Outperforms RIConv++ by 12.8 percentage points on ScanObjectNN.
Angle features are more critical than distance features, with tangent space and Euclidean space angles serving as complementary properties.
Self-attention modules facilitate a more uniform feature distribution.

Highlights & Insights¶

Outperforming Non-Rotation-Invariant Methods for the First Time: It is demonstrated that rotation-invariant features do not have to come at the expense of accuracy.
Local Triangular Surface Construction: Captures local geometric structures more effectively compared to point-wise operations.
Completeness of RISP: The 14-dimensional features completely describe the double-triangle structure; adding more features does not further improve performance.
Self-attention enables weight redistribution, enhancing feature efficacy.

Limitations & Future Work¶

Relatively large parameter size (14M vs. 0.4M for RIConv++), leading to a certain decrease in inference speed.
The quality of normal vector estimation affects classification accuracy (w/o normal is 0.4% lower than w/ normal).
There is still room for improvement regarding fine-grained classification.

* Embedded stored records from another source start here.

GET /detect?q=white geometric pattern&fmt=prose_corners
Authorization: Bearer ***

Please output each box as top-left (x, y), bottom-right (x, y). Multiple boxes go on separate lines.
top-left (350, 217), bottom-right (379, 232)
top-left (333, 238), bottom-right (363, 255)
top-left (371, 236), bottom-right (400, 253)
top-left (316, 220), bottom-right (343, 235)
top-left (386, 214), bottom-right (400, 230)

RIConv only considers local features, leading to diminished accuracy.
GCAConv employs LRF, but LRF is inherently unstable.
Insight: Transitioning from point-wise operations to surface-wise representation is a promising path for enhancing 3D feature representation.

Rating¶

Novelty: ★★★★★ The local triangular surface and RISP feature designs are ingenious, breaking the performance ceiling of rotation invariance for the first time.
Practicality: ★★★★☆ Rotation invariance is highly important for robotics and autonomous driving scenarios.
Experimental Quality: ★★★★★ Comprehensive validation on multiple datasets with detailed ablation studies.